All together now: Take the free-market plunge

February 12, 2004

If the current round of trade negotiations - scheduled to end next January - is successful, it could be beneficial to the US economy, and might give the world economy a welcome boost, too. Last month's proposal by US Trade Representative Robert Zoellick that the United States and other developed countries eliminate export subsidies and significantly open their agricultural markets is exactly what the US needs to help its economy.

Since they met in Doha in 2001, the 148 countries of the World Trade Organization have wrestled with a host of contentious issues on the way to a multilateral trade agreement. But negotiations stalled at September's ministerial meeting in Cancún, Mexico, and left standing the main obstacle to progress: trade barriers and subsidies in agriculture.

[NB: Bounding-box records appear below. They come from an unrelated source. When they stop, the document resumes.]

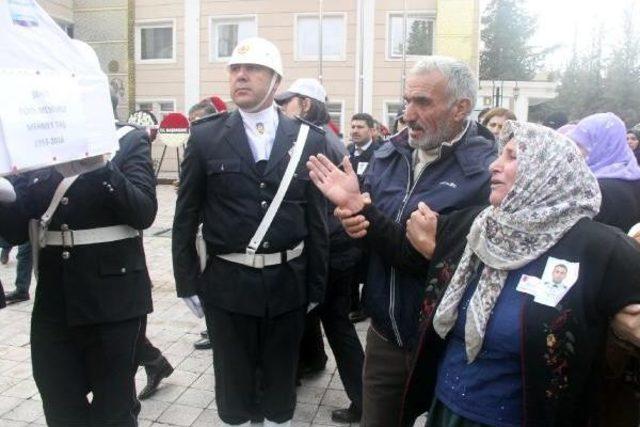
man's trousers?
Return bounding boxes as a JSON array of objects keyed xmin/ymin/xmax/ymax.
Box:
[
  {"xmin": 205, "ymin": 306, "xmax": 304, "ymax": 424},
  {"xmin": 31, "ymin": 318, "xmax": 141, "ymax": 427}
]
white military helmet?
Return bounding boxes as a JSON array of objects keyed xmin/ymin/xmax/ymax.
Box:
[{"xmin": 229, "ymin": 37, "xmax": 283, "ymax": 77}]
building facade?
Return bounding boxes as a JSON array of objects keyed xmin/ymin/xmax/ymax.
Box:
[
  {"xmin": 135, "ymin": 0, "xmax": 479, "ymax": 134},
  {"xmin": 39, "ymin": 0, "xmax": 480, "ymax": 175}
]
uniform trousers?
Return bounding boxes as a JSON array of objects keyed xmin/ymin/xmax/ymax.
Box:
[
  {"xmin": 300, "ymin": 267, "xmax": 364, "ymax": 409},
  {"xmin": 360, "ymin": 327, "xmax": 414, "ymax": 427},
  {"xmin": 204, "ymin": 304, "xmax": 304, "ymax": 424},
  {"xmin": 136, "ymin": 316, "xmax": 162, "ymax": 366},
  {"xmin": 31, "ymin": 317, "xmax": 141, "ymax": 427}
]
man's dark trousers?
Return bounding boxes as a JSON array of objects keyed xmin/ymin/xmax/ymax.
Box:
[
  {"xmin": 31, "ymin": 317, "xmax": 141, "ymax": 427},
  {"xmin": 205, "ymin": 305, "xmax": 304, "ymax": 424},
  {"xmin": 318, "ymin": 267, "xmax": 364, "ymax": 409},
  {"xmin": 136, "ymin": 316, "xmax": 162, "ymax": 366}
]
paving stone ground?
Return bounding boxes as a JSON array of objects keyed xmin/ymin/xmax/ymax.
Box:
[{"xmin": 0, "ymin": 185, "xmax": 424, "ymax": 427}]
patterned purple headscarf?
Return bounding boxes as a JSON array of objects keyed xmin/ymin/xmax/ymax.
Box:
[{"xmin": 567, "ymin": 113, "xmax": 640, "ymax": 181}]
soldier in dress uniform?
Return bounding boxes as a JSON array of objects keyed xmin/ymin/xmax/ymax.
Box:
[
  {"xmin": 0, "ymin": 116, "xmax": 157, "ymax": 427},
  {"xmin": 173, "ymin": 38, "xmax": 328, "ymax": 426}
]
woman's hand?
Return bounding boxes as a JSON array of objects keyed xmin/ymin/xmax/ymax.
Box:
[
  {"xmin": 407, "ymin": 202, "xmax": 438, "ymax": 259},
  {"xmin": 307, "ymin": 154, "xmax": 364, "ymax": 214},
  {"xmin": 611, "ymin": 304, "xmax": 640, "ymax": 347}
]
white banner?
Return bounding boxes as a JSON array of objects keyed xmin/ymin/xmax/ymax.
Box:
[{"xmin": 0, "ymin": 0, "xmax": 118, "ymax": 176}]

Agricultural tariffs today are four to eight times as high as tariffs on industrial goods. For certain products, agricultural tariffs are shockingly high: Japan's tariff on rice has been as high as 1,364 percent and the European Union's tariff on sugar beets as high as 540 percent; US tobacco tariffs have reached 350 percent.

Developed countries also heavily subsidize their farmers: The US slips them about $30 billion annually and the EU pays out some $45 billion. In the US, more than one-quarter of farm income can come from subsidies and higher prices due to trade barriers, in the EU more than one-third of income results from subsidies and trade barriers, and in Japan an impressive 60 percent of income results from these distortions.

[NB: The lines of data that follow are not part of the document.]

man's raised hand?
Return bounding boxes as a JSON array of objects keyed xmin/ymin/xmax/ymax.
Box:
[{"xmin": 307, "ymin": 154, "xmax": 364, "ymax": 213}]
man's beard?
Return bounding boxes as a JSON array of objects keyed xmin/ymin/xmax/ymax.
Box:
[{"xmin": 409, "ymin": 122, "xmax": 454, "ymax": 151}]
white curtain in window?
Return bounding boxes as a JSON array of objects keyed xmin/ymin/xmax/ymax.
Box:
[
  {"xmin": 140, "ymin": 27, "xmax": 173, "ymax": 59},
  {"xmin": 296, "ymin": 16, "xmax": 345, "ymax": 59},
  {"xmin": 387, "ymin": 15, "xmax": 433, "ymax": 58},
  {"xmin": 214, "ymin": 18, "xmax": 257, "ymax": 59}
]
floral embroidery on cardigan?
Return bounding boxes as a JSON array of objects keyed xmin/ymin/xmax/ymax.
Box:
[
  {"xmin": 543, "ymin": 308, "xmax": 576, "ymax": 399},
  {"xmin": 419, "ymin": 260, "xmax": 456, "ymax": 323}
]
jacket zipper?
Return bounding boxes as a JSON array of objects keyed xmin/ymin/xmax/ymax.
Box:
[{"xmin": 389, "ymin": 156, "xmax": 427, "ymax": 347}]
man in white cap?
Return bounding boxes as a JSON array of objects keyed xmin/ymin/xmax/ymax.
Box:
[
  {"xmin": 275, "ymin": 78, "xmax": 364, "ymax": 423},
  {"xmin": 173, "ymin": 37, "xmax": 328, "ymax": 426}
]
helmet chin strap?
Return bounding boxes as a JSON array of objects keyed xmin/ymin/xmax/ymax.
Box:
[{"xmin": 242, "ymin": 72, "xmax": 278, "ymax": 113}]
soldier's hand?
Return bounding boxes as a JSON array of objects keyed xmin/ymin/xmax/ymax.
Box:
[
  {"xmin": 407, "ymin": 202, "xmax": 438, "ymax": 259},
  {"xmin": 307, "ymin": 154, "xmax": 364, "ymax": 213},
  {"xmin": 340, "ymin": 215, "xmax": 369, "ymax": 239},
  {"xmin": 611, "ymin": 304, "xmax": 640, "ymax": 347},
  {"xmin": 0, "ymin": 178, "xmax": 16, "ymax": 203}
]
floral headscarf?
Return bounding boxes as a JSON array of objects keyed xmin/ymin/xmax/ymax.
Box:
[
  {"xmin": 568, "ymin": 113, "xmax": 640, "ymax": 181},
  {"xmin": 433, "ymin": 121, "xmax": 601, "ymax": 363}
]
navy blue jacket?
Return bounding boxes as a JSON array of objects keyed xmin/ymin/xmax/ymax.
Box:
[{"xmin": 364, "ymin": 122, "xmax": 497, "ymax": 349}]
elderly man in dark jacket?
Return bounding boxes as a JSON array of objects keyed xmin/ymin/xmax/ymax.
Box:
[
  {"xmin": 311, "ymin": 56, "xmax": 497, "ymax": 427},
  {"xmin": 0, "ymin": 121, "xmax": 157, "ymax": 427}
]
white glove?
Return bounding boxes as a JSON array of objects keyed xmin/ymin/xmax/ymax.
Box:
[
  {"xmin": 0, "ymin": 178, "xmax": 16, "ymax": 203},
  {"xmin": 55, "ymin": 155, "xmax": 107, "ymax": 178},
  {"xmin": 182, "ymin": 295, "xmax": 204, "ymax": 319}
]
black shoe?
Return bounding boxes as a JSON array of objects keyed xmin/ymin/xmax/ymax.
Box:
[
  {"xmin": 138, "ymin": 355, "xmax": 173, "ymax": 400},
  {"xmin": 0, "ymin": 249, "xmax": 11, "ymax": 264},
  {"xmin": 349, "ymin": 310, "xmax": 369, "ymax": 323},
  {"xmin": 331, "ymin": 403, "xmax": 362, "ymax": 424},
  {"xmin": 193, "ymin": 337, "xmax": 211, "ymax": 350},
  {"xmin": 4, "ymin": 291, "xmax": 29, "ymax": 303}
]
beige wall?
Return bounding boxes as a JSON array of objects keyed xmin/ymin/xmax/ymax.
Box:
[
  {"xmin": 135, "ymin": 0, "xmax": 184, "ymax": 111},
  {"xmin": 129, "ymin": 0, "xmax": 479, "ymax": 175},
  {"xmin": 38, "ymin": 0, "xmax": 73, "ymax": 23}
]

Faced with these high tariffs and enormous subsidies, many developing countries question the American belief in free trade and free markets. The current trade round stalled at Cancún because developed countries failed to make far-reaching proposals to open their agricultural markets.

But the US often overlooks the fact that addressing the demands of developing countries is in America's best interests: Its own agricultural trade barriers damage its own economy, as well as that of developing countries. High US tariffs drain the wallets of American consumers, raising prices not only at the grocery store, but also at the mall. Keeping out low-priced cotton imports hurts the hard-pressed American textile industry, and US sugar tariffs hurt domestic producers of soft drinks and processed foods.

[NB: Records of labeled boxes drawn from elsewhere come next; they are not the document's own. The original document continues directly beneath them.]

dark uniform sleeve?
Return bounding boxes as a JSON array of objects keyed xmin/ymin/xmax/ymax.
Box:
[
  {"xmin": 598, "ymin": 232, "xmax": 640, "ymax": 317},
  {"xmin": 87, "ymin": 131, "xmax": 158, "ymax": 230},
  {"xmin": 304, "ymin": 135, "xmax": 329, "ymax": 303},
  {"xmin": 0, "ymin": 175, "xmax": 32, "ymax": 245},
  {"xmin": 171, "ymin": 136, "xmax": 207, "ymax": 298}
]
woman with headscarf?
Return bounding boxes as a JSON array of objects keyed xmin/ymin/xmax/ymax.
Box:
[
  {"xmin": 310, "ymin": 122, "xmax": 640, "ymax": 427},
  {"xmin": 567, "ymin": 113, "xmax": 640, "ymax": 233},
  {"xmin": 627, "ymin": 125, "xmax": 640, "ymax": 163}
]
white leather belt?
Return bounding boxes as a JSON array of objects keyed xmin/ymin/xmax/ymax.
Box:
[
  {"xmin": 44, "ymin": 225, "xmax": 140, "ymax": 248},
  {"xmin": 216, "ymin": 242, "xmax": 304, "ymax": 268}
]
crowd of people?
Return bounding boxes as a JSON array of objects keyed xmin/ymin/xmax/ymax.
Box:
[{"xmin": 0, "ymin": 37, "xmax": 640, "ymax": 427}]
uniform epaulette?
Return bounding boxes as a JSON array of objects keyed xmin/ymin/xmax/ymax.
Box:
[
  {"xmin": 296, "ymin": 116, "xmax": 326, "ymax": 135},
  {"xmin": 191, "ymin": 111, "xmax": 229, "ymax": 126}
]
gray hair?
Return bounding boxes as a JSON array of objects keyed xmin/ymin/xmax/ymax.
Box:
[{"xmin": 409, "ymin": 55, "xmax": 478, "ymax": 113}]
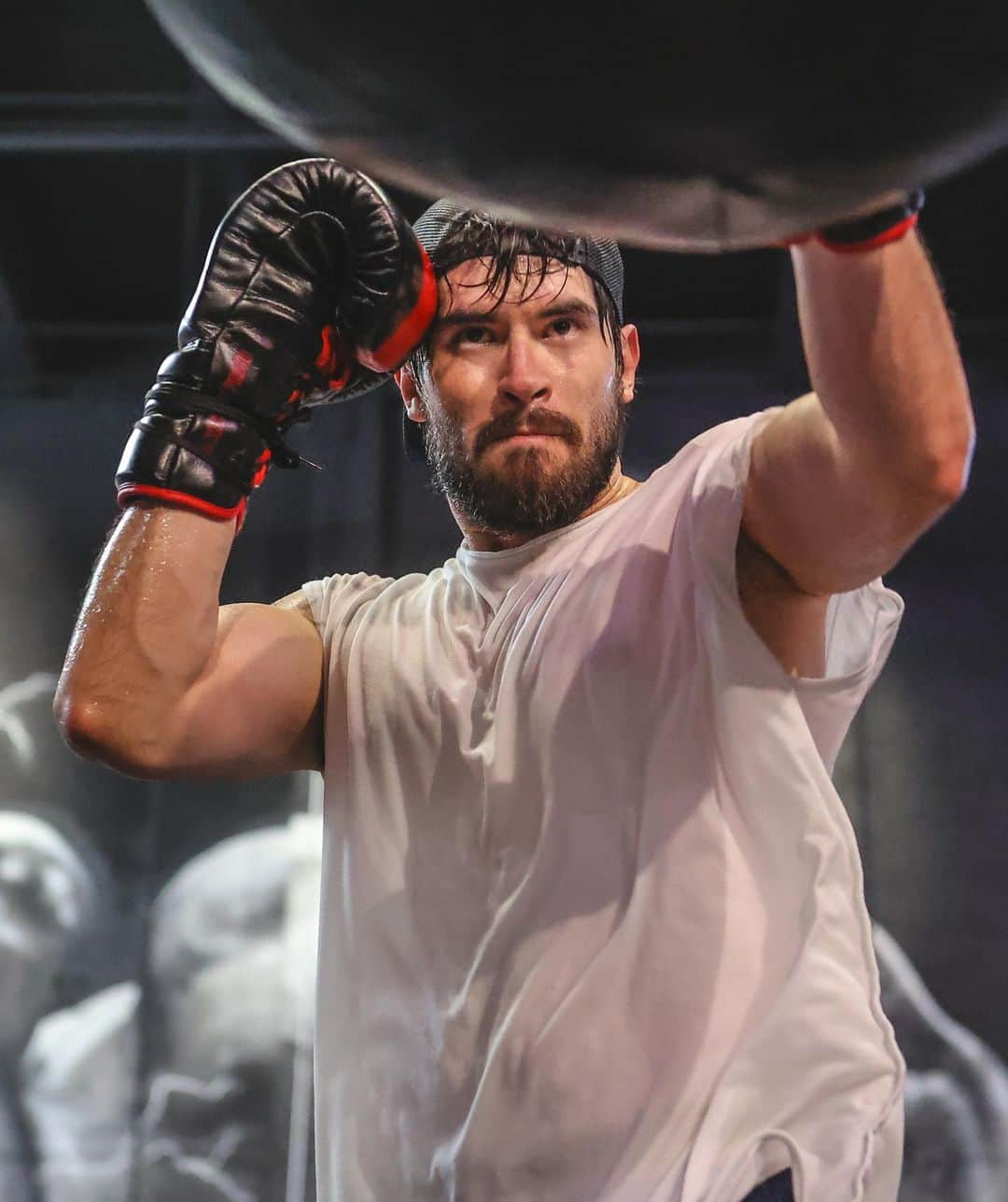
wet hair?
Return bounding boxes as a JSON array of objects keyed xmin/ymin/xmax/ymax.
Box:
[{"xmin": 406, "ymin": 212, "xmax": 623, "ymax": 376}]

The billions spent on agricultural subsidies could be used to strengthen social security, fund Iraqi reconstruction, or reduce taxes for the average American. It would be nice to think that all this money is helping small family farms in the heartland. But in reality, more than 15 Fortune 500 companies receive subsidies and at least 100 large US farms receive more than $2 million in subsidies each.

While US barriers raise domestic prices, US subsidies artificially lower prices in the world's markets. Without these subsidies, the world price for many agricultural products would be significantly higher, and the small family farmers in Africa would earn substantially more for their labors.

How can the US free its economy of these damaging barriers and subsidies? While bilateral or regional trade agreements are easier to negotiate, agricultural subsidies - the core problem - cannot be addressed in bilateral agreements. The new US-Australia free-trade agreement, which excludes sugar and other key agricultural products, is only the latest example. Developed countries must reduce subsidies together: If the US agreed to eliminate subsidies in a bilateral agreement, Europe would flood US markets with subsidized products. To take the free-market plunge, everyone must jump in at the same time.

Bilateral agreements divide the world economically and politically. The least-developed countries, with their small markets, are not considered valuable trade partners and are generally excluded from bilateral negotiations. And yet, lesser-developed countries are the ones most desperately in need of improved access to other markets. Also, US trade rules for bilateral agreements differ from the EU's in many ways, which can limit the benefits for countries that belong to several trade blocs.

Only a successful multilateral agreement can free trade for all countries and simplify trade rules across the globe. Ambassador Zoellick begins this week to visit foreign capitals in an attempt to reenergize negotiations in the next stage of the Doha round. And when the US, the EU, and other developed countries return to the table, they should be prepared to open their agricultural markets as part of a comprehensive trade liberalization.

William Krist is a senior policy scholar at the Woodrow Wilson International Center.